Thread Startup Speed in Delphi - multithreading

I am not sure that this question exclusively pertains to Delphi but that is what I use, so I will refer to that.
I have been told that starting up a new thread, even from a typically implemented threadpool takes about 20 - 40ms. I was referred to the article at https://learn.microsoft.com/en-us/windows/desktop/procthread/multitasking, which basically says that a timeslice in Windows is about 20 ms, so realistically the minimum thread execution time is 20 ms.
I have written the code below, which is very basic.

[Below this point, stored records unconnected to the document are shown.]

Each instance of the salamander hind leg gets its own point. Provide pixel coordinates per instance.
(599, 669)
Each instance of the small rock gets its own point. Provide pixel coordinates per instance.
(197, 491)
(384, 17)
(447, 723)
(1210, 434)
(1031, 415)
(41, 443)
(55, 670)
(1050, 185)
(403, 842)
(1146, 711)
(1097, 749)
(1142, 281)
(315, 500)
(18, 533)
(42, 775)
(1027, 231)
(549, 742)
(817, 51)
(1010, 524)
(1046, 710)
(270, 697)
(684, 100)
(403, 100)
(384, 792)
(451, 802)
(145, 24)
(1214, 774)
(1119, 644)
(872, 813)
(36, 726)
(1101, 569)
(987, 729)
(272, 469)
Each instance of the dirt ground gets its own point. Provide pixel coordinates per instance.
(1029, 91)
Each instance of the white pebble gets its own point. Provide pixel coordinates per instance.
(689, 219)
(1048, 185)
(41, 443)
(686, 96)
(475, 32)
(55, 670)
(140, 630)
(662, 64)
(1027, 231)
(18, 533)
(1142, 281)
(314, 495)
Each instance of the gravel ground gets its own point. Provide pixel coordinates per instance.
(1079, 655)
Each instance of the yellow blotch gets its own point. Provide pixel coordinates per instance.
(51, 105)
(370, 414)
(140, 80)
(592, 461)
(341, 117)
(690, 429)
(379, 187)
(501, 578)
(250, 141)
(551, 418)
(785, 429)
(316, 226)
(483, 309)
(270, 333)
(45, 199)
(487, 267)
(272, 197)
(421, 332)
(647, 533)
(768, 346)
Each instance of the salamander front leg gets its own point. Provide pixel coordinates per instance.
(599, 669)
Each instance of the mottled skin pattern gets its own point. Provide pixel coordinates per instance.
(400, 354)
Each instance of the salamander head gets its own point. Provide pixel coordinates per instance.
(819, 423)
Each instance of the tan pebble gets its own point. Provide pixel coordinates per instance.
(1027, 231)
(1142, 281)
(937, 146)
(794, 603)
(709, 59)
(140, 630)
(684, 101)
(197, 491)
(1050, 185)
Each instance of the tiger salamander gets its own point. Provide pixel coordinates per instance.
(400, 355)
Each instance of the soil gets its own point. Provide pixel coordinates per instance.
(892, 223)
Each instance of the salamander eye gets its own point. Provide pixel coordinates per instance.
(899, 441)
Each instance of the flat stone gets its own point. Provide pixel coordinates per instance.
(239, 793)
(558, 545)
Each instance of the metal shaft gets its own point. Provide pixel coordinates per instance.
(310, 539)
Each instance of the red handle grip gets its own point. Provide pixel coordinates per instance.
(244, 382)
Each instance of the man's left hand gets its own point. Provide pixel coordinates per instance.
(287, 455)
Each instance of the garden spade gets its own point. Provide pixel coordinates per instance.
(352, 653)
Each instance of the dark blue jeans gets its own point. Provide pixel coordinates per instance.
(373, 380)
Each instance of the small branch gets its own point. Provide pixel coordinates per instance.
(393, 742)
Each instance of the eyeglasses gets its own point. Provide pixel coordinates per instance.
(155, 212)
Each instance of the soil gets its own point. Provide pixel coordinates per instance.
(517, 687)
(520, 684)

In a VMWare workstation VM that is set up with 2 processors, 1 core per processor, the timing reports about 17 ms to complete.
When I run it on my host machine, (an i7-6700) the stopwatch consistently reports 0 ms to complete. I was told that I am just getting "lucky" with the WaitFor on my host machine, and that typically I should expect 20 ms for a single thread. Obviously this means that trying to lower the time of threaded execution below 20ms is not possible.
Is there any definitive explanation about how quickly it takes to start a thread?
The code I am using for testing is below.
unit Unit1;
interface
uses
Winapi.Windows, Winapi.Messages, System.SysUtils, System.Variants, System.Classes, Vcl.Graphics,
Vcl.Controls, Vcl.Forms, Vcl.Dialogs, Vcl.StdCtrls;
type
TForm1 = class(TForm)
Button1: TButton;
Memo1: TMemo;
procedure Button1Click(Sender: TObject);
private
{ Private declarations }
public
{ Public declarations }
end;
TMyThread=class(TThread)
public
Sum:integer;
procedure Execute;override;
end;
var
Form1: TForm1;
implementation
uses
System.Diagnostics;
{$R *.dfm}
procedure TForm1.Button1Click(Sender: TObject);
var
sw:TStopWatch;
thrd: TMyThread;
theSum:integer;
begin
sw:=TStopWatch.StartNew;
thrd:=TMyThread.Create;
thrd.WaitFor;
theSum:=thrd.sum;
thrd.Free;
sw.Stop;
memo1.lines.add('sum: '+theSum.ToString);
memo1.lines.add('elapsed: '+sw.ElapsedMilliseconds.toString);
end;
{ TMyThread }
procedure TMyThread.Execute;
var
cntr: Integer;
begin
inherited;
sum:=0;
for cntr := 0 to 100 do
sum:=sum+cntr;
end;
end.

The fastest speed I was able to get is 14-16 ms with the following code on Win10 x64, i5 6500, Delphi Rio:
unit Unit1;
interface
uses
Winapi.Windows, Winapi.Messages, System.SysUtils, System.Variants, System.Classes, Vcl.Graphics,
Vcl.Controls, Vcl.Forms, Vcl.Dialogs, Vcl.StdCtrls;
type
TForm1 = class(TForm)
Button1: TButton;
Label1: TLabel;
procedure Button1Click(Sender: TObject);
private
{ Private declarations }
public
{ Public declarations }
end;
TMyThread = class(TThread)
public
procedure Execute; override;
end;
var
Form1: TForm1;
implementation
{$R *.dfm}
procedure TForm1.Button1Click(Sender: TObject);
var
M: TMyThread;
S, L: Int64;
begin
QueryPerformanceCounter(S);
M := TMyThread.Create;
M.WaitFor;
QueryPerformanceCounter(L);
Label1.Caption := IntToStr(L - S);
M.Free;
end;
{ TMyThread }
procedure TMyThread.Execute;
begin
inherited;
end;
end.
It is all about OS time slices. Even if on multi-core/hyper-threaded systems with parallel execution, theoretical near zero thread start time, zero context switching and your thread terminates earlier, you can reach it in next time slice.
Multiple short tasks can be executed in one time slice in a single thread.
Thread pools are useful to get instantly an initialized thread if there are multiple short operations but thread initialization take some time.
Slice time is well balanced in OS between context switching time cost and responsivity. Even if there are ways to decrease it to 1ms - 0.5ns, if hardware architecture permits, a lower slice time is not always better.
Edit: Some technologies, like Intel Hyper-Threading allow execution on multiple threads on the same core in the same time slice, see comments.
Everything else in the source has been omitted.